United States District Court, W.D. Missouri, Southern Division

February 12, 2019

TRAVIS CALDWELL SPANGLER, Plaintiff,
v.
NANCY A. BERRYHILL, Acting Commissioner of Social Security, Defendant.

          ORDER AFFIRMING THE COMMISSIONER'S DECISION

          GREG KAYS, UNITED STATES DISTRICT COURT JUDGE

         Plaintiff Travis C. Spangler (“Plaintiff”) petitions for review of an adverse decision by Defendant, the Acting Commissioner of Social Security (“Commissioner”). Plaintiff applied for disability insurance benefits under Title II of the Social Security Act, 42 U.S.C. §§ 401-434. The Administrative Law Judge (“ALJ”) determined Plaintiff retained the residual functional capacity (“RFC”) to perform other work as a final assembler or lens inserter and was not disabled.

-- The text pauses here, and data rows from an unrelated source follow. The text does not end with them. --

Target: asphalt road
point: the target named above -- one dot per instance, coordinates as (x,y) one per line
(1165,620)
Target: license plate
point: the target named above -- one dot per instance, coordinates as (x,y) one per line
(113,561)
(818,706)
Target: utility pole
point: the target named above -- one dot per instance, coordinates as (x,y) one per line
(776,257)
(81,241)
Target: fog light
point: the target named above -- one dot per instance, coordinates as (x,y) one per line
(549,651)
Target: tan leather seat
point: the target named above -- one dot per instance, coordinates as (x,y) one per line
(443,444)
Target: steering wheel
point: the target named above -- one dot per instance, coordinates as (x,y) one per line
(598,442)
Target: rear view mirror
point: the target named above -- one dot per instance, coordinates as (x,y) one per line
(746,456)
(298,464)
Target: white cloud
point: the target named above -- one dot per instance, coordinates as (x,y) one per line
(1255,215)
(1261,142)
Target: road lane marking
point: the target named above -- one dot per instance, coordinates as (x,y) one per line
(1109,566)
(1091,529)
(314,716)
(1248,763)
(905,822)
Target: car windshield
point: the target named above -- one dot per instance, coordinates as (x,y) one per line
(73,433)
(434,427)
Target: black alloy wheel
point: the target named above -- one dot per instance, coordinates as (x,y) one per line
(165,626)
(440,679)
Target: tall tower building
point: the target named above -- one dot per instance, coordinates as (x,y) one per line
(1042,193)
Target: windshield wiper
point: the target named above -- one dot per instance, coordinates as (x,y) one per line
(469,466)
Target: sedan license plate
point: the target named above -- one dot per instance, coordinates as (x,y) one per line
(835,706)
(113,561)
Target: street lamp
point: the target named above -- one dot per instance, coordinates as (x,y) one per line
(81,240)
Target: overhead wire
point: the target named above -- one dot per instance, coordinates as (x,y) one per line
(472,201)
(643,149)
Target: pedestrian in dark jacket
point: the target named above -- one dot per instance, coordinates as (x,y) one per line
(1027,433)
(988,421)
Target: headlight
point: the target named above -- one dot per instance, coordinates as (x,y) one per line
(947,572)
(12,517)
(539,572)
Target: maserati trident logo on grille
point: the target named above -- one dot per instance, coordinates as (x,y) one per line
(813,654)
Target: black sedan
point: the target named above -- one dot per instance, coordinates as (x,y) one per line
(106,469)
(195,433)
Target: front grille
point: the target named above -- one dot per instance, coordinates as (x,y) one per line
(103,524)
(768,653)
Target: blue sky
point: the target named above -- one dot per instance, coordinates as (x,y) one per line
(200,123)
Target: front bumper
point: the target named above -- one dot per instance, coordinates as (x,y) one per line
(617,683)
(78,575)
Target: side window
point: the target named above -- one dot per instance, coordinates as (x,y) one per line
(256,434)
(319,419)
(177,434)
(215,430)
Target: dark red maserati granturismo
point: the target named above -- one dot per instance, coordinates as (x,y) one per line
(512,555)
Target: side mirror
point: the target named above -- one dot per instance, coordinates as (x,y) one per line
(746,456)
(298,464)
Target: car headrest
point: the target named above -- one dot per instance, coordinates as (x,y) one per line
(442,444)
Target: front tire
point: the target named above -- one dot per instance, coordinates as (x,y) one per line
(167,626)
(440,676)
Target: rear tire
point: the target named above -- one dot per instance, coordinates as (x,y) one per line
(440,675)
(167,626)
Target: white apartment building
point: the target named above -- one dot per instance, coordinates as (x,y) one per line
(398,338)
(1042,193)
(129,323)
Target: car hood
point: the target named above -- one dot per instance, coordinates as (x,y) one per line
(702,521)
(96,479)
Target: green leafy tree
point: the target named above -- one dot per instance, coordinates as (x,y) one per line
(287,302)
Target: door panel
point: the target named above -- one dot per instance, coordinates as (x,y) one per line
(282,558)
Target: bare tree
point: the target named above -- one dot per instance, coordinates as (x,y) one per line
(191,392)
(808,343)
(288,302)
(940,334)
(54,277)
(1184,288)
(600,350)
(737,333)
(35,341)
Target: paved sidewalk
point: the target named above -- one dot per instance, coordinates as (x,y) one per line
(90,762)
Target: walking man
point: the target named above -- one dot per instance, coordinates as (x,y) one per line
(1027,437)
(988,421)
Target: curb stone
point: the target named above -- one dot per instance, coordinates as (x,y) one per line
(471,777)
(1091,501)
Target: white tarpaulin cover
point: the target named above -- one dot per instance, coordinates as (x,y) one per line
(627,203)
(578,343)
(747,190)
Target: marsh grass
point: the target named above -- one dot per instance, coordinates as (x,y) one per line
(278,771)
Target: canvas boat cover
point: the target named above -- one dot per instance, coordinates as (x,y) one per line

         After carefully reviewing the record and the parties' arguments, the Court finds the ALJ's decision is supported by substantial evidence. The Commissioner's decision is AFFIRMED.

         Procedural and Factual Background

          The complete facts and arguments are presented in the parties' briefs and are repeated here only to the extent necessary.

         Plaintiff filed his application on April 6, 2016, alleging a disability onset date of December 21, 2013. The Commissioner denied the application at the initial claim level, and Plaintiff appealed the denial to an ALJ. The ALJ held a hearing, and on October 30, 2017, found Plaintiff was not disabled. The Appeals Council denied Plaintiff's request for a review on February 12, 2018. Plaintiff has exhausted all administrative remedies and judicial review is now appropriate under 42 U.S.C. § 405(g).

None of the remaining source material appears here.